Question: Is it OK to plant or divide perennial plants this fall?

Late summer and early fall are a great time to add plants, move plants, replace plants that succumbed to the heat, or even divide some of the plants you have. We finally had a good soaking rain! Just wait for the soil to drain before you get busy. Walking on water-logged clay soil compacts it, which is bad for the soil and for plant roots.
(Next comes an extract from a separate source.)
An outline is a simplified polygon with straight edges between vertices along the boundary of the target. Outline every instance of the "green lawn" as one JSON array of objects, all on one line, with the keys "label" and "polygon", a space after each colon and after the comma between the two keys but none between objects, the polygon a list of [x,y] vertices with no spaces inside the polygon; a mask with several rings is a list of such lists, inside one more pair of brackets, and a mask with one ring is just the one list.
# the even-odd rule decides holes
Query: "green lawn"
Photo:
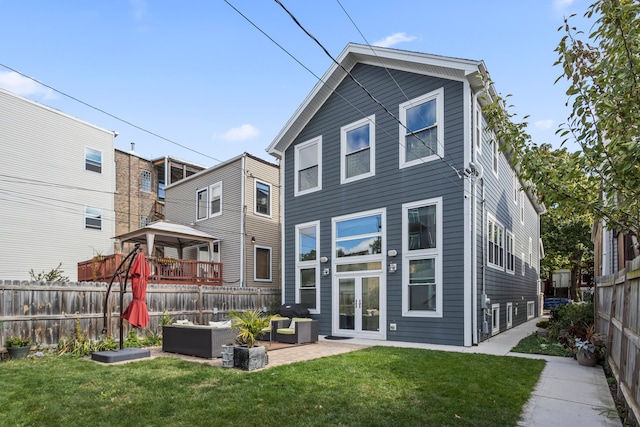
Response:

Local nurseries still have a good variety of perennial plants, and most will be featuring sales to lure gardeners back to shop. If the potted plants are rootbound, it's essential to loosen up the roots to some extent before you plant, either with your fingers, or by making some vertical cuts along the sides of the rootball. If the perennial is extremely leafy, you might want to cut the foliage back by a third or so. Plant at the same depth as it was in the pot, water it in (this helps to settle the soil even if it is moist), and mulch with a couple inches of woodchips or bark (don't let it touch the stems). If it turns extremely hot and sunny, you might want to consider providing temporary shade, with a milk crate, a laundry basket, or even an old umbrella!

How late can you plant? At my cold country garden, I try not to plant container perennials after the end of September, because of the risk of frost heaving (repeated freezing and thawing pop shallow-rooted plants right up out of the ground, and then the roots dry out and die). Some plants are more prone to this problem, such as Heuchera and bearded iris. A tip from a member of the Southern Tier Iris Society, when planting bearded iris after Labor Day: place a brick or a stone on the rhizome to prevent heaving.

As for dividing your own plants, bearded irises should be done as soon as possible (see tip above). Ideally, peonies are divided or moved in October, but September works too. Most other spring and summer-blooming hardy perennials can be divided and replanted in September. Fall-blooming perennials are best done in early spring.

Of course, if you live in the warmer sections of the city of Ithaca, or near the lake, you have a longer, warmer fall, and can stretch these guidelines a little farther.